La bellezza dei frutti può diventare metafora come nei seguenti esempi: per descrivere i colori di un dipinto Virginia Wolf scrive che il quadro aveva qualcosa «di roseo e morbido, di splendente e tenero, come le albicocche pendenti da un muretto di mattoni nel sole pomeridiano»; e nella mistica erotica biblica del Cantico dei Cantici il Verbo divino appare
«Come un melo tra gli alberi del bosco,

Alla sua ombra, cui anelavo, mi siedo
e dolce è il suo frutto al mio palato».

Spesso sono i poeti a ricordarci il valore non solo nutraceutico dei frutti. Come non ricordare i limoni di Montale:
«quando un giorno da un malchiuso portone
tra gli alberi di una corte
ci si mostrano i gialli dei limoni;
e il gelo del cuore si sfa,
e in petto ci scrosciano
le loro canzoni
le trombe d’oro della solarità»

o di Neruda:
«un giallo calice
di miracoli,
uno dei capezzoli odorosi
del petto della terra,
raggio di luce convertito in frutto,
il minuscolo fuoco di un pianeta».

Il desiderio del diritto alla vita e alla libertà del susino di Bertold Brecht che vive in un soffocante cortile:
«Che è un susino, appena lo credi
perché di susine non ne fa.
Eppure è un susino e lo vedi
dalla foglia che ha».

Tra le voci poetiche internazionali più conosciute ne troviamo alcune che nei loro versi sembrano aver conosciuto le nostre colline che degradano verso la montagna.
«Mi è cara anche l’uva sui tralci
A filari maturata su un pendio»,
scrive Aleksandr Puskin.
«Bellezza della mia fertile valle,
Gioia d’autunno dorato,
Affusolato e diafano,
Come le dita di una tenera fanciulla».

E tra le vigne gli estesi meleti sembrano ispirare Pablo Neruda che ne “L’Ode alla mela” spera in una fraternità universale:
«Io voglio
un’abbondanza totale,
la moltiplicazione
della tua famiglia,
voglio una città,
una repubblica,
un fiume Mississippi
di mele,
e alle sue rive
voglio vedere
tutta la popolazione
del mondo
unita, riunita,
nell’atto più semplice che ci sia:
mordere una mela».

Ed alla mela renetta Giovanni Papini dedica alcuni versi:
«Mela renetta che mordo,
in questo riposo di festa,
adagio, come un ricordo
di dolcezza manifesta.
Una mi basta: nel gusto
di quell’instante, di quel morso,
rivedo all’ombra oblique del fusto
passare il blu come un chiaro discorso.
[…] Mia tutta, la campagna, in quel sapore
che maturamente si distrugge e si disfa,
mio l’odore, l’afrore
dell’imprecisa immensità» (da “Opera prima” 1917).

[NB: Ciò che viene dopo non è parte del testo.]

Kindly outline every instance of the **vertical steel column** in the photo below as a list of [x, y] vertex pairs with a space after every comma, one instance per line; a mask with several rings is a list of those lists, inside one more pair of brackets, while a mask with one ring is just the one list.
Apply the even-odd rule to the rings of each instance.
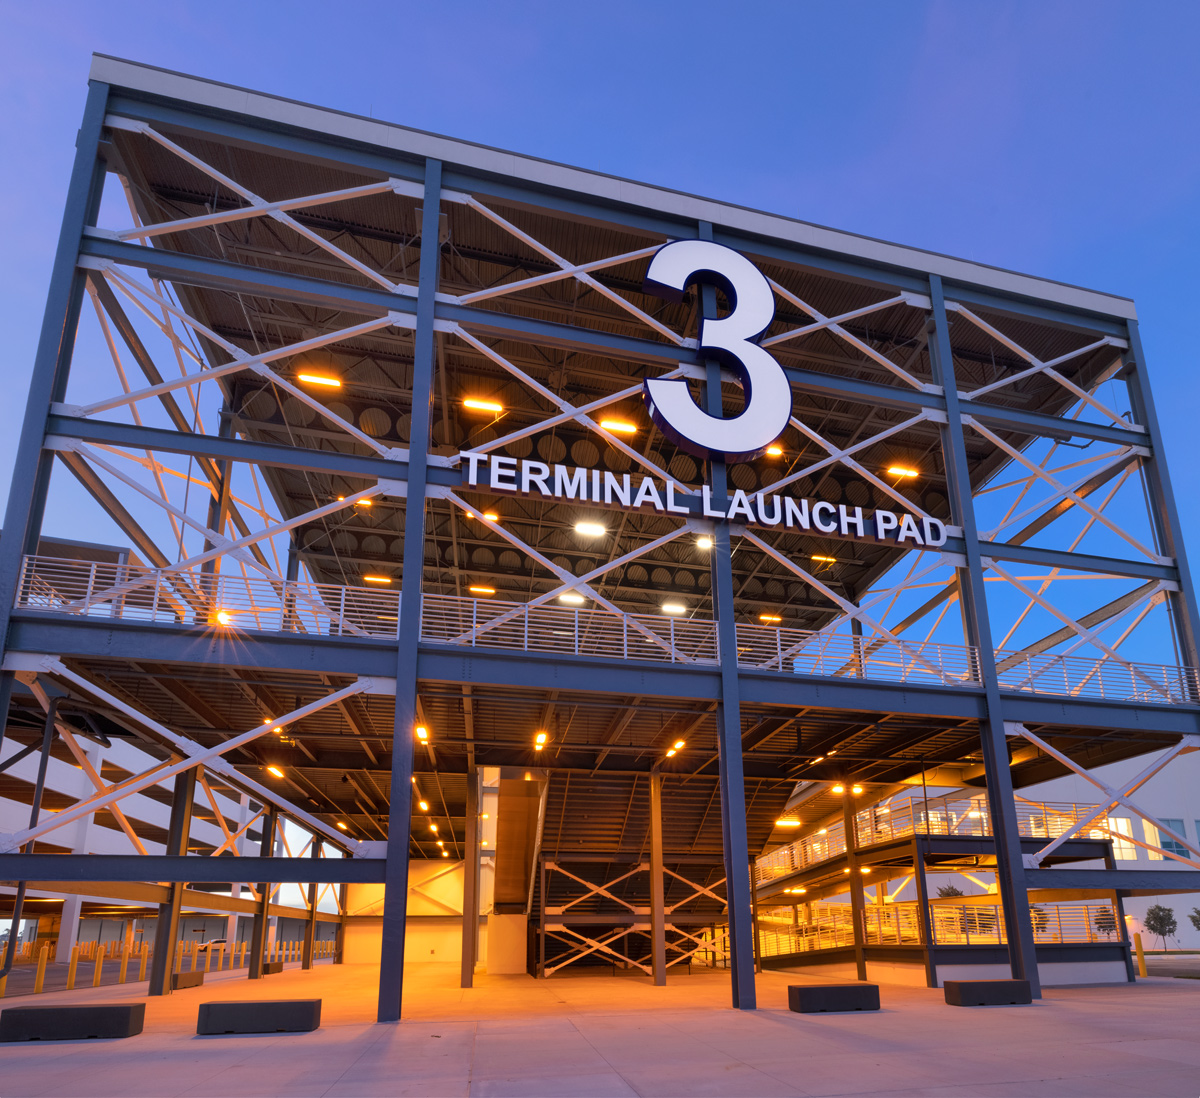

L’immagine della mela si colora di quotidianità e d’amore tra i clamori umani del mercato dei contadini:
Davvero, non scordare
quando vai al mercato di comprare mele in abbondanza,
non quelle d’oro delle Esperidi,
ma quelle grosse e rosse che quando affondi
nella polpa croccante i tuoi splendidi denti resta impresso,
come l’eternità sui libri, pieno di vita il tuo sorriso» (Ghiannis Ritsos, “Diotima”).

Sono solo pochi esempi, e nemmeno i più importanti, della presenza della frutta nella poesia, eppure di fronte alla minaccia della cancellazione dei paesaggi tradizionali, di fronte alla perdita della biodiversità, della cultura di una comunità, occorre ribadire la necessità di salvaguardare e promuovere tutto quello che è stata l’identità culturale e rurale dei nostri territori. Salvaguardia e promozione nell’ambito di una agricoltura sostenibile che ha bisogno della scienza ma anche di poesia e, come scrive il poeta monregalese Ezio Briatore, di «arcobaleni dimenticati da riconquistare» (da “Il mondo in una scatola”).